Background Many existing methods for estimation of infectious disease transmission networks use a phylogeny of the infecting strains as the basis for transmission network inference, and accurate network inference relies on accuracy of this underlying evolutionary history. However, phylogenetic reconstruction can be highly error prone and more sophisticated methods can fail to scale to larger outbreaks, negatively impacting downstream transmission network inference. Additionally, there are no currently available methods which are able to use within-host diversity to improve phylogenetic reconstruction.
Results We introduce a new method, TreeFix-TP, for accurate and scalable reconstruction of transmission phylogenies based on an error-correction framework. Our method uses intra-host strain diversity and host information to balance a parsimonious evaluation of the implied transmission network with statistical hypothesis testing on sequence data likelihood.
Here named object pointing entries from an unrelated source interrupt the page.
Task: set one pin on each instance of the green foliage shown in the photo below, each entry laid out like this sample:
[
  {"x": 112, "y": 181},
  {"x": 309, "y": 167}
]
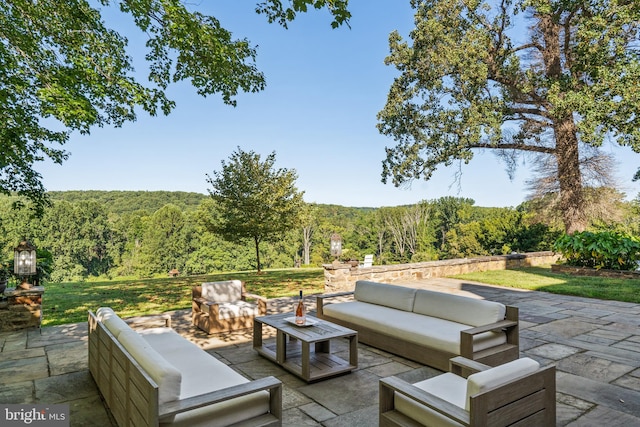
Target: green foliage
[
  {"x": 469, "y": 81},
  {"x": 608, "y": 250},
  {"x": 253, "y": 200},
  {"x": 100, "y": 234},
  {"x": 63, "y": 69},
  {"x": 69, "y": 302}
]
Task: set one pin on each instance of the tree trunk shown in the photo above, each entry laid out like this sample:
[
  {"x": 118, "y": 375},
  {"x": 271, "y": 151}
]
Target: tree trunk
[
  {"x": 565, "y": 133},
  {"x": 257, "y": 242},
  {"x": 569, "y": 176},
  {"x": 306, "y": 243}
]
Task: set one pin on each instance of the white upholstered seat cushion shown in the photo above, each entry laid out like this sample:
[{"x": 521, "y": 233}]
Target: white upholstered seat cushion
[
  {"x": 166, "y": 376},
  {"x": 416, "y": 328},
  {"x": 393, "y": 296},
  {"x": 449, "y": 387},
  {"x": 202, "y": 373},
  {"x": 224, "y": 291},
  {"x": 112, "y": 321},
  {"x": 228, "y": 310},
  {"x": 457, "y": 308}
]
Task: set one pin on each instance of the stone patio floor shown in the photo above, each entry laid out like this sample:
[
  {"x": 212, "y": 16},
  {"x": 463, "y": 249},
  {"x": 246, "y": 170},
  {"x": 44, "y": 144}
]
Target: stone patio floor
[{"x": 594, "y": 344}]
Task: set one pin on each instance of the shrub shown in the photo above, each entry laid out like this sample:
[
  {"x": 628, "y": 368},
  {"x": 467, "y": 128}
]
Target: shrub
[{"x": 606, "y": 249}]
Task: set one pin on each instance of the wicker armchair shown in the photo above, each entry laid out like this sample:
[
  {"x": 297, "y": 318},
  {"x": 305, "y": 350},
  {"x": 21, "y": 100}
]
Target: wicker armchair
[{"x": 223, "y": 306}]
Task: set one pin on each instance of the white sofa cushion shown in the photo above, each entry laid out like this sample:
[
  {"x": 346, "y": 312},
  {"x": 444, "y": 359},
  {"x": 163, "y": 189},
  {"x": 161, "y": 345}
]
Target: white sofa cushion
[
  {"x": 393, "y": 296},
  {"x": 224, "y": 291},
  {"x": 449, "y": 387},
  {"x": 166, "y": 376},
  {"x": 431, "y": 332},
  {"x": 112, "y": 321},
  {"x": 499, "y": 375},
  {"x": 203, "y": 373},
  {"x": 457, "y": 308}
]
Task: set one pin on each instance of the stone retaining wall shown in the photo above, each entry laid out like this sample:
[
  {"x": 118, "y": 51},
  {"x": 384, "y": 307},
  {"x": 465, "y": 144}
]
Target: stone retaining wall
[
  {"x": 586, "y": 271},
  {"x": 340, "y": 277},
  {"x": 20, "y": 309}
]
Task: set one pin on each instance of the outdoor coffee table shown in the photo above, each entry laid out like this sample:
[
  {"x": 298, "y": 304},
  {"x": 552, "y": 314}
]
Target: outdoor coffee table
[{"x": 292, "y": 349}]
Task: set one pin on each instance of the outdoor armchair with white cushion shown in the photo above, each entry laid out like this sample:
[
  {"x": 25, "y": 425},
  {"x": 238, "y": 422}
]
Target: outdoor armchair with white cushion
[
  {"x": 516, "y": 393},
  {"x": 368, "y": 261},
  {"x": 223, "y": 306}
]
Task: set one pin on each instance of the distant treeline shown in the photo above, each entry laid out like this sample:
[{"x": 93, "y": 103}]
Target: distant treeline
[{"x": 141, "y": 234}]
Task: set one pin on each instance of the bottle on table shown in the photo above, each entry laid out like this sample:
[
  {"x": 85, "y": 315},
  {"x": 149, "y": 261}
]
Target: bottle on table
[{"x": 301, "y": 312}]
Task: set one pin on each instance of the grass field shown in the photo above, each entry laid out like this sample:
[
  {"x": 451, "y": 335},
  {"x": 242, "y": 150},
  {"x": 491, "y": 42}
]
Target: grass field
[
  {"x": 542, "y": 279},
  {"x": 69, "y": 302}
]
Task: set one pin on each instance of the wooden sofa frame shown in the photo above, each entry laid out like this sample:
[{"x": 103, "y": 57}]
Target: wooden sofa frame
[
  {"x": 529, "y": 400},
  {"x": 206, "y": 316},
  {"x": 132, "y": 395},
  {"x": 439, "y": 359}
]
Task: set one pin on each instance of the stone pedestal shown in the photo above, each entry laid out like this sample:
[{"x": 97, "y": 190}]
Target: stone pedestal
[{"x": 21, "y": 308}]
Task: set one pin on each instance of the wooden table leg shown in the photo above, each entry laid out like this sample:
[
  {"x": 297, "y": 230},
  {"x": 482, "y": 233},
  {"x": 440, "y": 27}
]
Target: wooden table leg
[{"x": 353, "y": 350}]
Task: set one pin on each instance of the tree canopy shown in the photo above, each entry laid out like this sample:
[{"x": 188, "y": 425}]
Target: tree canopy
[
  {"x": 63, "y": 69},
  {"x": 471, "y": 81},
  {"x": 254, "y": 200}
]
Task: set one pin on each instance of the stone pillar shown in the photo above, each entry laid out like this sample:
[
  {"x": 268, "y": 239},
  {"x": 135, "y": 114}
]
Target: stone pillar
[
  {"x": 21, "y": 308},
  {"x": 337, "y": 277}
]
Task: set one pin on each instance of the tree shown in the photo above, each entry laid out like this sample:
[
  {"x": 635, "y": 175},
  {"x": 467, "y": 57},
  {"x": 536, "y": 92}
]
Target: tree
[
  {"x": 254, "y": 200},
  {"x": 62, "y": 69},
  {"x": 466, "y": 84}
]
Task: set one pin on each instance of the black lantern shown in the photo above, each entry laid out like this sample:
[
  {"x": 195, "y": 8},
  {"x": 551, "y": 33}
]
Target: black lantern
[
  {"x": 24, "y": 261},
  {"x": 336, "y": 245}
]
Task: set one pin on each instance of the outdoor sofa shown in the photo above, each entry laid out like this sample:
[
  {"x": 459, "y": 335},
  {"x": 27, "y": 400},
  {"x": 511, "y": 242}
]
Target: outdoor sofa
[
  {"x": 426, "y": 326},
  {"x": 157, "y": 377}
]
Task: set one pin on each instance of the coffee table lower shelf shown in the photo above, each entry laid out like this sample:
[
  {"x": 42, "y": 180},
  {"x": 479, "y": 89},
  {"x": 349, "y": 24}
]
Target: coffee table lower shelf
[{"x": 309, "y": 359}]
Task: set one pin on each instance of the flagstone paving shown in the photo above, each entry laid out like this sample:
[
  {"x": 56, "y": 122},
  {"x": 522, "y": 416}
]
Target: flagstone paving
[{"x": 594, "y": 344}]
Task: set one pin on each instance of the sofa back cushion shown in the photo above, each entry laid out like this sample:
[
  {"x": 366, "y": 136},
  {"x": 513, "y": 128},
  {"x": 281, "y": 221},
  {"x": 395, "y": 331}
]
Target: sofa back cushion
[
  {"x": 459, "y": 309},
  {"x": 226, "y": 291},
  {"x": 112, "y": 321},
  {"x": 398, "y": 297},
  {"x": 500, "y": 375},
  {"x": 165, "y": 375}
]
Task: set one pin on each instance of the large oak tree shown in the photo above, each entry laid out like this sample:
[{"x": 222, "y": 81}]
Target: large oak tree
[
  {"x": 63, "y": 69},
  {"x": 254, "y": 200},
  {"x": 569, "y": 73}
]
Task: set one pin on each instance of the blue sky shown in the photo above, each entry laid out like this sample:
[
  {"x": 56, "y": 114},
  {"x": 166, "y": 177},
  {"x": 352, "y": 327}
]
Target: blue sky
[{"x": 318, "y": 113}]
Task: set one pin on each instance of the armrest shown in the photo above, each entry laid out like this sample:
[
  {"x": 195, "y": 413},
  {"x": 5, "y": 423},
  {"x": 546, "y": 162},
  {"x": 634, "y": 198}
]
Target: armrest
[
  {"x": 425, "y": 398},
  {"x": 143, "y": 319},
  {"x": 271, "y": 384},
  {"x": 337, "y": 294},
  {"x": 466, "y": 336},
  {"x": 458, "y": 363}
]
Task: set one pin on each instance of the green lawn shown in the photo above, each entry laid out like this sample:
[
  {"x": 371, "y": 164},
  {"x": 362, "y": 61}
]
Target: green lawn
[
  {"x": 69, "y": 302},
  {"x": 542, "y": 279}
]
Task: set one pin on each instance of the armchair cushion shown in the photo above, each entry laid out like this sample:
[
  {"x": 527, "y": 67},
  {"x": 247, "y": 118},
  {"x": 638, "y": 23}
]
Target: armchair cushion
[
  {"x": 499, "y": 375},
  {"x": 237, "y": 309},
  {"x": 226, "y": 291}
]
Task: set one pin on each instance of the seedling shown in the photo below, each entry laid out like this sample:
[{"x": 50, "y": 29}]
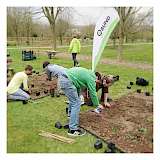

The reconstructed tree minimizes the number of required disease transmissions while being as well supported by sequence data as the maximum likelihood phylogeny. We use a simulation framework for viral transmission and evolution to demonstrate that TreeFix-TP improves phylogenetic accuracy and downstream transmission network accuracy. We also use real data from ten HCV outbreaks and demonstrate how error-correction improves source detection.
Conclusions Our results show that using TreeFix-TP can lead to significant improvement in transmission phylogeny inference and that its performance is robust to variations in transmission and evolutionary parameters. Our experiments also demonstrate the importance of sampling multiple strain sequences from each infected host for accurate transmission network inference. TreeFix-TP is freely available open-source from https://compbio.engr.uconn.edu/software/treefix-tp/.
Recommended citation: Sledzieski, Zhang, Mandoiu, Bansal. TreeFix-TP: Phylogenetic Error-Correction for Infectious Disease Transmission Network Inference. Pacific Symposium on Biocomputing (PSB) 2021.Proceedings, pages 119-130.